[FAST15]Carl A. Waldspurger, Nohhyun Park, Alexander Garthwaite, and Irfan Ahmad, CloudPhysics, Inc.
This paper proposed a sampling based miss ratio curve construction approach. It focus on reducing memory complexity of other algorithms from linear to constant.
Evaluation on commercial disk IO traces show it has a high accuracy with a low overhead.
Motivation
Algorithms for exact miss ratio curve usually consume a huge amount of memory, which is linear to unique reference(counted as M). Thus when M becomes dramatically huge, the memory overhead becomes a big problem. In this paper, authors analyzed VMware virtual disk IO data which is collected from commercial cloud, the size of disks are from 8GB to 34TB, with a median of 90GB. This size reflects range of M.
Thus authors propose a two phases spatial sampling algorithm to reduce space complexity, including sampling on address and an algorithm to restrict size of sampling.

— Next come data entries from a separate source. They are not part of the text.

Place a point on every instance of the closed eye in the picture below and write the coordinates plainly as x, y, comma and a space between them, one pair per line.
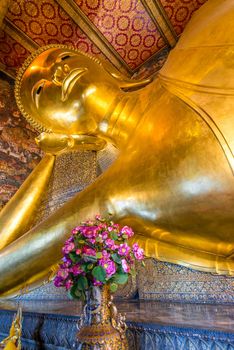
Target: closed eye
39, 90
65, 57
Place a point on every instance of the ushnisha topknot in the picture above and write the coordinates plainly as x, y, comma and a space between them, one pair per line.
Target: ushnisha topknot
18, 82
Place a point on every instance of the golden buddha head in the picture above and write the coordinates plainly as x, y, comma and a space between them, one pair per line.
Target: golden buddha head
61, 90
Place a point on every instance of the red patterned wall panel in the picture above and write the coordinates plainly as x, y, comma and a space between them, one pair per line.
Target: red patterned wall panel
180, 11
127, 27
47, 23
12, 54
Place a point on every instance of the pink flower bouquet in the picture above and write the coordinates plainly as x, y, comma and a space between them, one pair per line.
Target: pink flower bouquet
97, 253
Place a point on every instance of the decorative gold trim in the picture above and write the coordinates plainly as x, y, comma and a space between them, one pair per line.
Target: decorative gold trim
161, 20
94, 34
19, 36
35, 124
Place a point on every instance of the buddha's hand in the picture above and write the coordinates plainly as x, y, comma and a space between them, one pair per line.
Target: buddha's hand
58, 143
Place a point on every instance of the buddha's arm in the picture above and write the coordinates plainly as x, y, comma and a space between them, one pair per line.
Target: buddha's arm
17, 215
29, 259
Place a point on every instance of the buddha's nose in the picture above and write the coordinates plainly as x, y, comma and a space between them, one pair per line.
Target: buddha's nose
60, 74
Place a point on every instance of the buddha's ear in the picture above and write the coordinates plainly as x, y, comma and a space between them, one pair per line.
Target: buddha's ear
125, 83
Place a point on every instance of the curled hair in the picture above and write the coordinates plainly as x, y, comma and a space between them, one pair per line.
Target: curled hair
37, 125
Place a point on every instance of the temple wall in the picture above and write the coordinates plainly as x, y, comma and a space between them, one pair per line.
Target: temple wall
19, 153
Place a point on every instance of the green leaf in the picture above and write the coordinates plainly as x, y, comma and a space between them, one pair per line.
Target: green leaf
114, 236
99, 255
116, 258
113, 287
82, 283
99, 273
121, 278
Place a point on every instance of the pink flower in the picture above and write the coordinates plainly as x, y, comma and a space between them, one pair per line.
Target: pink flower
124, 249
105, 255
138, 252
89, 231
97, 283
88, 251
67, 260
125, 266
110, 243
75, 230
104, 235
127, 231
135, 246
76, 270
109, 266
69, 246
68, 284
58, 281
63, 273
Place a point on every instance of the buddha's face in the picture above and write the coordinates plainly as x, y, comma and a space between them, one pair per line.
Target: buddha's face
64, 91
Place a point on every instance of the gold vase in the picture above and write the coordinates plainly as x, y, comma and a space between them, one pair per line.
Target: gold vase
100, 326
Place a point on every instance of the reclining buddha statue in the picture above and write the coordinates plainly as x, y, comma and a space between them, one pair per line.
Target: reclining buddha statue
173, 178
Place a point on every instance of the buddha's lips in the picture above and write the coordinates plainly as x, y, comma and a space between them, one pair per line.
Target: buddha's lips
70, 81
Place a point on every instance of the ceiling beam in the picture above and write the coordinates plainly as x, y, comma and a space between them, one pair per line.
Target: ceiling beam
94, 34
161, 20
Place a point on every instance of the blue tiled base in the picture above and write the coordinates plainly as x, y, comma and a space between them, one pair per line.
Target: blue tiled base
58, 332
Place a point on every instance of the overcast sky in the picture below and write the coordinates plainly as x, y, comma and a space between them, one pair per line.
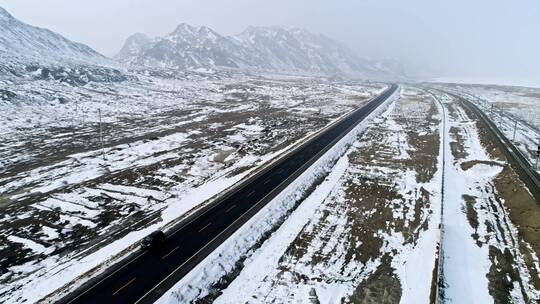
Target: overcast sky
485, 38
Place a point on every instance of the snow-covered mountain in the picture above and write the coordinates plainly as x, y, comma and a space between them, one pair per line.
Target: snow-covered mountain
37, 53
277, 49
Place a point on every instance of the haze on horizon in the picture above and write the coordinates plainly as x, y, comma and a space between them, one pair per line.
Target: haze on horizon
481, 39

Algorithm and Implementation
The algorithm contains 3 steps:
- sampling on addresses
- maintain fixed number of sampled addresses
- figure out reuse distance histogram while sampling

Sampling on address
For each address L, if hash(L) mod P < T, then this address is sampled. Thus sampling rate R = T/P.
Fixed number of address
Space complexity becomes M*R, and the objective is maximize R while M*R is less than specific boundary. But it is difficult to predicate M at runtime, thus it might not be a good decision to fix R at beginning of execution. Which means, it is necessary to adjust R at runtime, aka, decreasing R.

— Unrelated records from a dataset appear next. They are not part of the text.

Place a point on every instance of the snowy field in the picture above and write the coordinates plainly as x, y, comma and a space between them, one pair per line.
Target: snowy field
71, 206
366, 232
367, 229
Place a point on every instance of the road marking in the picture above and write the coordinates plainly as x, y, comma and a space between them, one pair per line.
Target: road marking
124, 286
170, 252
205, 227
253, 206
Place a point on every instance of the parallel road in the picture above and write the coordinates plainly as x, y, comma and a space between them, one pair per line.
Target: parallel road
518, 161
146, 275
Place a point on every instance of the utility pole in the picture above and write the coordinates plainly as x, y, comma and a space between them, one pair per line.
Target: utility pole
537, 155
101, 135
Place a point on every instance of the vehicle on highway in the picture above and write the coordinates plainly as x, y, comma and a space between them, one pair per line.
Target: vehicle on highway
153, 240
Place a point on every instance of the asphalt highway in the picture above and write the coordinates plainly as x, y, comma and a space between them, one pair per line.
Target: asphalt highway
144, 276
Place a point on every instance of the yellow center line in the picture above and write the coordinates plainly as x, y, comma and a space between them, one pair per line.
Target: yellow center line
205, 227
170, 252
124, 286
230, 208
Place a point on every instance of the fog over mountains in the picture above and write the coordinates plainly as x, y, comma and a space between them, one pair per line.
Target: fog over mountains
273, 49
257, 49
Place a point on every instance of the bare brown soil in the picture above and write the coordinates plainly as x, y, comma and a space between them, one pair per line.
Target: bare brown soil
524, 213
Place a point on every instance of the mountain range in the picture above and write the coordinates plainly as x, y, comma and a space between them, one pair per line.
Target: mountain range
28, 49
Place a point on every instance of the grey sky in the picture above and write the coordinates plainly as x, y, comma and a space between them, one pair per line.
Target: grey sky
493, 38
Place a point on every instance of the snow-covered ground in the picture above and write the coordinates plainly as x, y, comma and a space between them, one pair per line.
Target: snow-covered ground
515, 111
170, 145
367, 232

The approach is keeping a set S, which keeps all sampled values and their hash values, say for each address L[i], remember (L[i],T[i]). If |S| > S_max, then keep removing the one whom has maximal T[i] until |S| equal to S_max, and always let sampling boundary T = max(T[i]), where L[i] belong to S.
Reuse distance histogram
Reuse distance is computed with traditional approach, such as splay tree.
Since addresses space is sampled with rate R, thus the reuse distance is also scaled by R. For example, if distance d is gained through sampling, then before accumulating the histogram, d should be scaled to d/R.
Furthermore, since T will be adjusted according to previous section, and R = T/P, which means R will be adjusted at runtime, thus each time R is changed, the histogram should be rescaling again. In detail, all distance of the histogram should be multiplied by R_new/R_old.
Evaluation
Data is collected by SaaS caching analytics service which “is designed to collect block I/O traces for VMware virtual disks in customer data centers running the VMware ESXi hypervisor”. “A user-mode application, deployed on each ESXi host, coordinates with the standard VMware vscsiStats utility [1] to collect complete block I/O traces for VM virtual disks.” In addition, the data is composed of 16KB sized block, and cached with LRU algorithm.

Appendix
A great timeline comes from slides

Comes from Waldspurger etc. ‘s slides
How about temporal sampling
“Use of sampling periods allows for accurate measure- ments of reuse distances within a sample period. How- ever, Zhong and Chang [71] and Schuff et al. [45, 44] ob- serve that naively sampling every Nth reference as Berg et al. do or using simple sampling phases causes a bias against the tracking of longer reuse distances. Both ef- forts address this bias by sampling references during a sampling period and then following their next accesses across subsequent sampling and non-sampling phases.”